Day 7: Internet Protocol Version 7

author: Harshvardhan Pandit

license: MIT

link to problem statement

While snooping around the local network of EBHQ, you compile a list of IP addresses (they're IPv7, of course; IPv6 is much too limited). You'd like to figure out which IPs support TLS (transport-layer snooping).

An IP supports TLS if it has an Autonomous Bridge Bypass Annotation, or ABBA. An ABBA is any four-character sequence which consists of a pair of two different characters followed by the reverse of that pair, such as xyyx or abba. However, the IP also must not have an ABBA within any hypernet sequences, which are contained by square brackets.

For example:

- `abba[mnop]qrst` supports TLS (`abba` outside square brackets).
- `abcd[bddb]xyyx` does not support TLS (`bddb` is within square brackets, even though `xyyx` is outside square brackets).
- `aaaa[qwer]tyui` does not support TLS (`aaaa` is invalid; the interior characters must be different).
- `ioxxoj[asdfgh]zxcvbn` supports TLS (`oxxo` is outside square brackets, even though it's within a larger string).

How many IPs in your puzzle input support TLS?

Solution logic

My first intinct was to use regular expressions to check for palindromes of four characters in each of the three sections - the one before the brackets, within the brackets, and after the brackets. And then check if either of non-bracket sections contain a palindrome and the brackets don't. But then I realized that it would be far too complicated (not complex, but complicated), and its not the pythonic way to do things.

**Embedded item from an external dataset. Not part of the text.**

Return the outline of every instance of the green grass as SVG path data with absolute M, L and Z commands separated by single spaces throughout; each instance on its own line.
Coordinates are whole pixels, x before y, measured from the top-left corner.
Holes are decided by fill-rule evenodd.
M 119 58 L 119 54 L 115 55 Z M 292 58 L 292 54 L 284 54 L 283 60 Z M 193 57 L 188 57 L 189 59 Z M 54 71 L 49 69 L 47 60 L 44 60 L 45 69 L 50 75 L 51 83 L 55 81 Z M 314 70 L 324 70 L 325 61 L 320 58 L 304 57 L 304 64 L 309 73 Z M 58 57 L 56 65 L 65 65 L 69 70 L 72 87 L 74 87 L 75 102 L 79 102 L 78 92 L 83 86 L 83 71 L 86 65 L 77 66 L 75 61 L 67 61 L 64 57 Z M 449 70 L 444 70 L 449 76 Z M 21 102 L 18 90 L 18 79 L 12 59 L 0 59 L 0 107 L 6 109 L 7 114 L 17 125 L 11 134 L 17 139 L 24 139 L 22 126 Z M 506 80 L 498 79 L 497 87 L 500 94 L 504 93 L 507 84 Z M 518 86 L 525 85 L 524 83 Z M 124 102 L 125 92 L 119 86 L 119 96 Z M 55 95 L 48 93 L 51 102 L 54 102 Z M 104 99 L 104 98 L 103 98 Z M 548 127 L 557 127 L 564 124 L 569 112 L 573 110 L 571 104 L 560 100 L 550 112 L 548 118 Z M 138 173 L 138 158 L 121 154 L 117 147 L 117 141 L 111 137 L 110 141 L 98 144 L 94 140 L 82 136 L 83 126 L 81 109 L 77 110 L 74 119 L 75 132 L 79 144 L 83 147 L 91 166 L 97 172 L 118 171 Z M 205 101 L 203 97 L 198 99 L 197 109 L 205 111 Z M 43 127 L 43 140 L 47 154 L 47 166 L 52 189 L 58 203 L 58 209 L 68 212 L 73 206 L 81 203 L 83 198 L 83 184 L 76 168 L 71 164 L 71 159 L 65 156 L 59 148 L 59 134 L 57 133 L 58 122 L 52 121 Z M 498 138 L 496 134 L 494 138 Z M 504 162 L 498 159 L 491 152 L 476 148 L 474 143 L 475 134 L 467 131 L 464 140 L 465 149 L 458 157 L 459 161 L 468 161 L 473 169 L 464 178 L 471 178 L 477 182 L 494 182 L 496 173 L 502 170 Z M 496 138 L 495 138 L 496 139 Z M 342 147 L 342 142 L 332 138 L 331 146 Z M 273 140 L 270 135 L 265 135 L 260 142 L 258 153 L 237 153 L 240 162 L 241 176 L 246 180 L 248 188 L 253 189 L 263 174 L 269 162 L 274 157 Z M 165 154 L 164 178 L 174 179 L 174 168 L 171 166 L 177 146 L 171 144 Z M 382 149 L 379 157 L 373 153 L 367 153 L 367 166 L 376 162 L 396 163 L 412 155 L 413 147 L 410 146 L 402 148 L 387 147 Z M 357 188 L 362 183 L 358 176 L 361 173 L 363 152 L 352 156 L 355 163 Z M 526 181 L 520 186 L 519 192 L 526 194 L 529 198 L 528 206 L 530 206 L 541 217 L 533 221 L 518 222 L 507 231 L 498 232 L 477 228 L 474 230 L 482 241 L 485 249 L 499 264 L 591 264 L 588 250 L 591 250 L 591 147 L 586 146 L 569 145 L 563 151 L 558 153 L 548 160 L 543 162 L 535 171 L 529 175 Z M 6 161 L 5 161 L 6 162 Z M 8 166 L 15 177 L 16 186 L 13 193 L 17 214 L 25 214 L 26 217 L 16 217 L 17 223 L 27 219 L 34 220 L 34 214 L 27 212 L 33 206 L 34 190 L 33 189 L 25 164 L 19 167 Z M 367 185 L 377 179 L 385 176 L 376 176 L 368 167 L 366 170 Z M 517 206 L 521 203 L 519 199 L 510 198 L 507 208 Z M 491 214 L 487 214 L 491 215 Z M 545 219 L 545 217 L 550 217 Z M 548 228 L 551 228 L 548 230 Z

Using regex to separate the sections (bracketed and non-bracketed, we need to check if any sequence of four characters is a palindrome, and that they are not equal. Non-bracketed sections must contain a palindrome, and the bracketed section must not. We write a function that checks for palindromes for length four in a given string, called check_abba that returns True or False depending on whether it satisfies the required condition.

pattern = r'(\[?[a-z]+\]?)'

After the first try, I realized that the input contains multiple brackets in a single IP. It always pays to look at the input, folks!

Algorithm

main:

- set counter = 0
- For every line of input:
    - tokenize the string using regex
    - if string starts and ends with brackets, put it in the bracketed list
    - else put it in the non-bracketed list
    - if any string in bracketed list return True for check_abba, skip this IP
    - else if any string in non-bracketed list returns True for check_abba, increment counter

check_abba:

- accepts a string
- returns boolean
- for each set of four characters in the string:
    - if
        first and fourth character are equal AND 
        second and third character are equal AND 
        first and second character are not equal:
        - return True

In [1]:
def tokenize(string):
    import re
    pattern = re.compile(r'(\[?[a-z]+\]?)')
    match = pattern.findall(string)
    return match

In [2]:
def check_abba(string):
    if len(string) < 4:
        return False
    for i in range(0, len(string) - 3):
        if string[i] == string[i + 3] and string[i + 1] == string[i + 2] and string[i] != string[i + 1]:
            return True
    return False

A little testing using the test data from the problem.


In [3]:
test_data = [
    'abba[mnop]qrst',
    'abcd[bddb]xyyx',
    'aaaa[qwer]tyui',
    'ioxxoj[asdfgh]zxcvbn',
]
for line in test_data:
    tokens = tokenize(line)
    bracketed = []
    non_bracketed = []
    for token in tokens:
        if token.startswith('[') and token.endswith(']'):
            bracketed.append(token)
        else:
            non_bracketed.append(token)
    if any(check_abba(token) for token in bracketed):
        continue
    if any(check_abba(token) for token in non_bracketed):
        print(line, True)


abba[mnop]qrst True
ioxxoj[asdfgh]zxcvbn True

Since the above works with test data, we go ahead and load the problem inputs.


In [4]:
with open('../inputs/day07.txt', 'r') as f:
    data = [line.strip() for line in f.readlines()]

In [5]:
counter = 0
for line in data:
    tokens = tokenize(line)
    bracketed = []
    non_bracketed = []
    for token in tokens:
        if token.startswith('[') and token.endswith(']'):
            bracketed.append(token)
        else:
            non_bracketed.append(token)
    if any(check_abba(token) for token in bracketed):
        continue
    if any(check_abba(token) for token in non_bracketed):
        counter += 1

Part Two

You would also like to know which IPs support SSL (super-secret listening).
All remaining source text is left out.